Raza Rabbani was also dismissive “I can say very emphatically that the basic structure of the Constitution has not been affected.”

“When we were toying with the idea of the judicial commission, we were very clear on two things one, independence of the judiciary should not be touched; and two, the 'trichotomy of powers', which had earned a mention in two recent cases of the Supreme Court, not be disturbed.”

Rabbani also posed this question “If anything, the 8th and 17th amendments altered the 'basic structure' of the Constitution and yet they were subsequently validated by the judiciary. How can the judicial appointment process be compared to those amendments?”

“It will be awkward for the Supreme Court to strike down the (18th) amendment,” Wasim Sajjad observed. “Nobody has ever set aside a constitutional amendment. This one was passed unanimously by parliament.”

Athar Minallah went further “I challenge anyone who claims Article 175A is against the interests of the judiciary and democracy. It enhances transparency. (Those arguing against it) look down on the elected representatives and are expressing their contempt for the people of Pakistan.”

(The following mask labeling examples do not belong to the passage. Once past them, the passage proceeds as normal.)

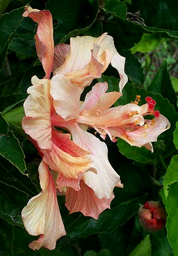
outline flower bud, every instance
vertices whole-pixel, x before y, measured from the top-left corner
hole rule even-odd
[[[140,206],[138,215],[140,225],[146,231],[156,232],[164,227],[167,213],[159,202],[150,201]]]

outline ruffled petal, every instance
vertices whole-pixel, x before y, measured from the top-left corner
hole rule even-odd
[[[81,89],[63,76],[56,75],[51,79],[50,91],[56,112],[66,121],[77,118]]]
[[[67,44],[58,44],[55,47],[54,63],[52,72],[62,65],[70,50],[70,46]]]
[[[22,211],[25,229],[32,235],[40,235],[29,244],[33,250],[44,247],[55,248],[57,239],[65,235],[65,231],[57,198],[53,180],[47,165],[42,161],[39,167],[42,191],[31,198]]]
[[[81,110],[83,111],[82,114],[100,114],[102,111],[111,107],[121,95],[121,93],[116,91],[104,93],[103,87],[107,89],[108,84],[106,82],[97,83],[87,94],[80,110],[80,112]],[[97,93],[98,92],[100,92]]]
[[[51,146],[51,126],[50,121],[52,98],[50,94],[50,81],[32,78],[34,85],[29,87],[30,93],[24,104],[26,116],[22,121],[25,132],[38,143],[42,149],[50,149]]]
[[[170,124],[167,118],[161,114],[154,118],[136,130],[126,132],[124,137],[121,138],[131,146],[141,147],[151,142],[156,142],[157,137],[170,128]],[[147,147],[152,151],[152,147]]]
[[[49,11],[40,11],[26,6],[23,17],[31,18],[38,23],[35,36],[37,55],[46,73],[44,78],[49,79],[53,66],[54,41],[53,19]]]
[[[108,161],[105,144],[77,124],[66,124],[66,127],[70,131],[74,142],[91,153],[89,156],[97,171],[97,174],[91,172],[83,173],[82,179],[98,198],[109,199],[114,187],[118,185],[122,187],[123,185],[119,175]]]
[[[111,201],[114,196],[112,193],[109,199],[98,199],[93,190],[81,180],[81,190],[76,191],[73,188],[67,188],[65,206],[70,213],[81,211],[85,216],[98,219],[100,213],[108,208],[110,209]]]

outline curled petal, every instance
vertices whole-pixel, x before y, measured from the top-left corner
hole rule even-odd
[[[99,214],[107,208],[110,209],[110,203],[114,198],[112,193],[109,199],[98,199],[93,190],[81,180],[81,190],[76,191],[72,188],[67,188],[65,206],[70,213],[81,211],[85,216],[89,216],[98,219]]]
[[[63,64],[70,50],[70,46],[67,44],[58,44],[55,47],[54,64],[52,70],[53,73]]]
[[[50,121],[52,98],[50,94],[50,81],[32,78],[35,85],[29,87],[30,93],[24,104],[26,116],[22,121],[25,132],[36,140],[39,147],[50,149],[51,146],[51,126]]]
[[[110,108],[120,97],[121,93],[113,91],[105,93],[108,84],[98,83],[86,95],[85,101],[81,108],[82,114],[95,114]]]
[[[32,235],[40,236],[29,244],[33,250],[55,248],[57,239],[66,235],[57,198],[53,180],[47,165],[42,161],[39,167],[42,191],[31,198],[22,211],[25,227]]]
[[[66,121],[78,116],[81,89],[72,84],[61,75],[53,77],[51,81],[51,93],[54,99],[56,112]]]
[[[157,137],[170,127],[170,124],[165,116],[160,114],[150,123],[146,124],[135,131],[126,132],[122,138],[131,146],[142,147],[151,142],[156,142]],[[152,147],[147,148],[152,151]]]
[[[40,11],[26,6],[23,16],[38,23],[35,36],[36,52],[46,73],[44,78],[49,79],[53,66],[54,47],[51,14],[49,11]]]
[[[120,184],[120,177],[108,161],[105,144],[76,124],[66,125],[71,132],[74,142],[91,153],[89,157],[97,171],[97,174],[91,172],[83,173],[82,179],[98,198],[109,199],[114,187]]]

Difficult or not, advisable or not, the bottom line is this the Supreme Court is the 'decider' here. Notwithstanding past judgments, it alone will decide whether a constitutional amendment can be struck down and whether anything in the 18th Amendment deserves to be struck down.

So what's next?

A lawyer requesting anonymity because he appears before the superior judiciary claimed, “We'll know very soon if the court intends to take this further. If a larger bench, seven members, is formed, then the court may be in the mood to reverse itself on the position taken in the Pakistan Lawyers' Forum case.”

(That case, a 2005 judgment and the latest on the subject, notes that the 'basic structure' needs to be enforced not by the judiciary but by the “body politic, i.e. the people of Pakistan”. A certain Chief Justice Iftikhar Chaudhry was part of the five-member bench.)

Ather Minallah pleaded for caution “We are at a juncture where everyone must act with wisdom and set aside dislike for certain individuals.”

He added, “There is a very strong undemocratic mindset behind these petitions. They must not be allowed to succeed in making the Supreme Court controversial.”

But controversy is embedded in Pakistan's DNA. It, more than democracy or the process for appointing judges, is part of our 'basic structure'.

What else can explain the fact that applause for the 18th Amendment has barely subsided and already the 'land of the perennial crisis' is bracing itself for the next round?